6. The system of claim 5, wherein the insight request is text in prose form.
7. The system of claim 5, wherein the technical specification is a published technical specification.
8. The system of claim 5, wherein the insight request comprises terms missing from the technical specification.
9. The system of claim 5, wherein the technical specification is a Health Level Seven (HL7) standard.
10. The system of claim 9, wherein the technical specification is the Fast Healthcare Interoperability Resources specification.
11. The system of claim 5, wherein at least one of the query interpreter engine and the query mapper engine is a transformer-based Large Language Model.
12. The system of claim 5, wherein the processor is further configured to validate the VIS-aligned query before transformation by the query mapper engine.
13. A method for insight aggregation, comprising:
receiving a resource data mapper from each target entity belonging to a plurality of target entities communicatively coupled to an insight aggregation server through a network, wherein each target entity comprises a target entity database, and wherein the resource data mapper received from a target entity is specific to the target entity database of that target entity and maps the target entity database of that target entity to a virtual information system (VIS) that is based upon a technical specification;
receiving an insight request from a requesting entity communicatively coupled to the insight aggregation server through the network;
transforming the insight request into a VIS-aligned query using a query interpreter engine, the VIS-aligned query being aligned with the virtual information system;
for each target entity of the plurality of target entities:
transforming the VIS-aligned query into a target entity query using a query mapper engine, the query mapper engine configured to produce a target entity query aligned with the target entity using the resource data mapper provided by that target entity;
providing the target entity query to the target entity database of that target entity for execution; and
receiving a result through the network from the target entity, the result produced in response to the target entity query being executed by the target entity database;
aggregating a plurality of results into an aggregated insight; and
sending the aggregated insight to the requesting entity through the network.

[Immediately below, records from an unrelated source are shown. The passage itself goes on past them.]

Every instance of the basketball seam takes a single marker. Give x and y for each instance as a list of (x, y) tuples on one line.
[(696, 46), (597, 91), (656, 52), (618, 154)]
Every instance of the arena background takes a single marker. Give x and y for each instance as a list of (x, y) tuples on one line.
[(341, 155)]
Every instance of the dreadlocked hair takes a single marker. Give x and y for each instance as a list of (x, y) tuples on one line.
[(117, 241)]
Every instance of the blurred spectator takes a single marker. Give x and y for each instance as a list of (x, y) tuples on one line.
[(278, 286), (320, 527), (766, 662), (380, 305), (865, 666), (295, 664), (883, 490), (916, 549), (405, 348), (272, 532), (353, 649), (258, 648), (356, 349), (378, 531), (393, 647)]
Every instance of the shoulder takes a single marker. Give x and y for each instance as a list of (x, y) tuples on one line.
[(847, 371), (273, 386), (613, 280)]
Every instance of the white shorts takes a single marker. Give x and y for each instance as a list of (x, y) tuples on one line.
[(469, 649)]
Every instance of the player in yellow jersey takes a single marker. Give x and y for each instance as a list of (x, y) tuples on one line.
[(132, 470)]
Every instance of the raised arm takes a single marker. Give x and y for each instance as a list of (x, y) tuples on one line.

14. The method of claim 13, wherein the insight request is text in prose form.
15. The method of claim 13, wherein the technical specification is a published technical specification.
16. The method of claim 13, wherein the insight request comprises terms missing from the technical specification.
17. The method of claim 13, wherein the technical specification is a Health Level Seven (HL7) standard.
18. The method of claim 17, wherein the technical specification is the Fast Healthcare Interoperability Resources specification.
19. The method of claim 13, wherein at least one of the query interpreter engine and the query mapper engine is a transformer-based Large Language Model.
20. The method of claim 13, further comprising validating the VIS-aligned query for syntactic and semantic correctness before transforming the VIS-aligned query with the query mapper engine.